A traditionally and historically Iranian city, the first intensive settlement in the Derbent area dates from the 8th century BC. The site was intermittently controlled by the Persian monarchs, starting from the 6th century BC. Until the 4th century AD, it was part of Caucasian Albania which was a satrap of the Achaemenid Persian Empire. In the 5th century Derbent functioned as a border fortress and the seat of Sassanid Persians. Because of its strategic position on the northern branch of the Silk Route, the fortress was contested by the Khazars in the course of the Khazar-Arab Wars. In 654, Derbent was captured by the Arabs.
The Sassanid fortress does not exist any more, as the famous Derbent fortress as it stands today was built from the 12th century onward. Derbent became a strong military outpost and harbour of the Sassanid empire. During the 5th and 6th centuries, Derbent also became an important center for spreading the Christian faith in the Caucasus.
The site continued to be of great strategic importance until the 19th century. Today the fortifications consist of two parallel defence walls and Naryn-Kala Citadel.
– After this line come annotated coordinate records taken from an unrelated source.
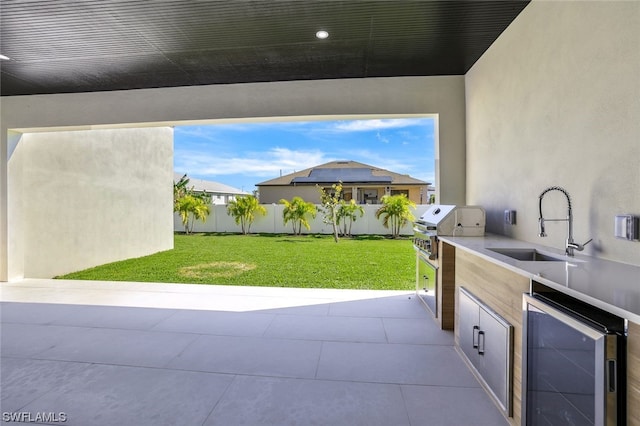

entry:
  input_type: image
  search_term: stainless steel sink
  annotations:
[487,248,567,262]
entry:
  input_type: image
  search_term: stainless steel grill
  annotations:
[413,205,485,317]
[413,205,485,260]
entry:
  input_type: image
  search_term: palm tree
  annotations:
[173,174,211,234]
[227,195,267,235]
[376,194,416,238]
[279,197,317,235]
[174,194,211,234]
[337,199,364,237]
[316,182,342,243]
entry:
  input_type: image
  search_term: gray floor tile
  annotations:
[0,358,90,412]
[205,376,410,426]
[258,302,331,316]
[19,365,233,426]
[329,295,429,319]
[52,305,175,330]
[0,302,82,324]
[167,335,321,378]
[154,310,275,336]
[0,323,92,358]
[402,386,508,426]
[265,315,387,342]
[382,318,454,346]
[38,326,198,367]
[317,342,479,387]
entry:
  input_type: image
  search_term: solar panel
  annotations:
[291,167,391,183]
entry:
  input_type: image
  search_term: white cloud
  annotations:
[333,118,424,132]
[175,147,329,178]
[376,132,389,143]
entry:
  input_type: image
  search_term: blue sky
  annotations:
[174,118,435,192]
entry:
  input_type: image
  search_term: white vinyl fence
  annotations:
[173,204,429,235]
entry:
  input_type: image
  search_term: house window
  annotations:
[391,189,409,198]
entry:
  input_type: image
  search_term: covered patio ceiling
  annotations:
[0,0,528,96]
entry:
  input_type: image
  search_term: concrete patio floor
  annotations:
[0,280,507,426]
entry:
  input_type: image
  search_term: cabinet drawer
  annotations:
[458,287,513,416]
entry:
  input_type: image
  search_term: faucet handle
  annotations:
[567,238,593,251]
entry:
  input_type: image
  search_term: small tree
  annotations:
[173,174,211,234]
[376,194,416,238]
[175,194,211,234]
[316,182,342,243]
[336,199,364,237]
[227,195,267,235]
[280,197,317,235]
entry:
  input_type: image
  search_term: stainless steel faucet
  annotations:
[538,186,592,256]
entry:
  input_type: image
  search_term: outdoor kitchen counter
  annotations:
[438,234,640,324]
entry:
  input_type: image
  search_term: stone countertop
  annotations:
[438,234,640,324]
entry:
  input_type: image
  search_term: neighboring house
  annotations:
[256,161,430,204]
[173,173,250,204]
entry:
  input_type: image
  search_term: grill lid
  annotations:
[414,204,485,237]
[416,204,456,226]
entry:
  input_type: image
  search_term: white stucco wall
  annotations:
[0,76,465,280]
[174,204,429,236]
[465,1,640,265]
[18,127,173,278]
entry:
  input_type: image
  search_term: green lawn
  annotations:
[57,234,415,290]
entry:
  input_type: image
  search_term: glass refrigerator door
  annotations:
[526,306,604,426]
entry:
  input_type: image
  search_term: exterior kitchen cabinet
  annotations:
[458,288,513,416]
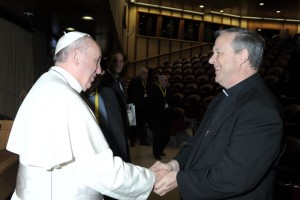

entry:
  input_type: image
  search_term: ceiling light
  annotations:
[23,11,33,18]
[66,27,75,31]
[81,15,94,20]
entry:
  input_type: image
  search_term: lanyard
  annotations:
[95,88,99,123]
[159,85,167,97]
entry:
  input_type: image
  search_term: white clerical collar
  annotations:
[50,66,82,93]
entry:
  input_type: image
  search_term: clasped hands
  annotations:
[150,161,178,196]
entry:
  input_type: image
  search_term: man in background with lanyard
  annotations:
[149,75,171,160]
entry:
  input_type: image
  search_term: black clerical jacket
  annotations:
[175,74,283,200]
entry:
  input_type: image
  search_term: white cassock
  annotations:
[7,66,155,200]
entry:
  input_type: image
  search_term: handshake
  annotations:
[150,160,179,196]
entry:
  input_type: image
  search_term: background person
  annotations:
[100,50,129,147]
[7,32,155,200]
[127,68,150,146]
[152,27,283,200]
[84,75,131,162]
[149,75,171,160]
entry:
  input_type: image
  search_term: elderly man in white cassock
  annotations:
[7,32,155,200]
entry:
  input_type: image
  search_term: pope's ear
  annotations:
[240,49,249,64]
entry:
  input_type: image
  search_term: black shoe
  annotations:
[154,156,161,160]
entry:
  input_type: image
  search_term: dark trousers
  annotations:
[152,119,171,157]
[129,124,148,145]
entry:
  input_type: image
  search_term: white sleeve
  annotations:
[76,149,155,200]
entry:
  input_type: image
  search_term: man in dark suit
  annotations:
[100,51,129,143]
[151,27,283,200]
[84,76,131,200]
[149,75,171,160]
[127,68,150,146]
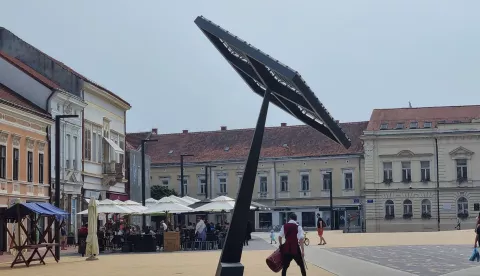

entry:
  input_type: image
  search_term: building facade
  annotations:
[0,52,85,235]
[0,28,131,227]
[0,83,53,251]
[362,106,480,232]
[128,122,367,230]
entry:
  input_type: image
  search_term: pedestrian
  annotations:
[270,229,277,244]
[278,213,307,276]
[317,214,327,245]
The walls are 3.6km long, stretching from the sea up to the mountains. They were built from stone and had 73 defence towers. 9 out of the 14 original gates remain.
In Naryn-Kala Citadel most of the old buildings, including a palace and a church, are now in ruins. It also holds baths and one of the oldest mosques in the former USSR.
In 2003, UNESCO included the old part of Derbent with traditional buildings in the World Heritage List.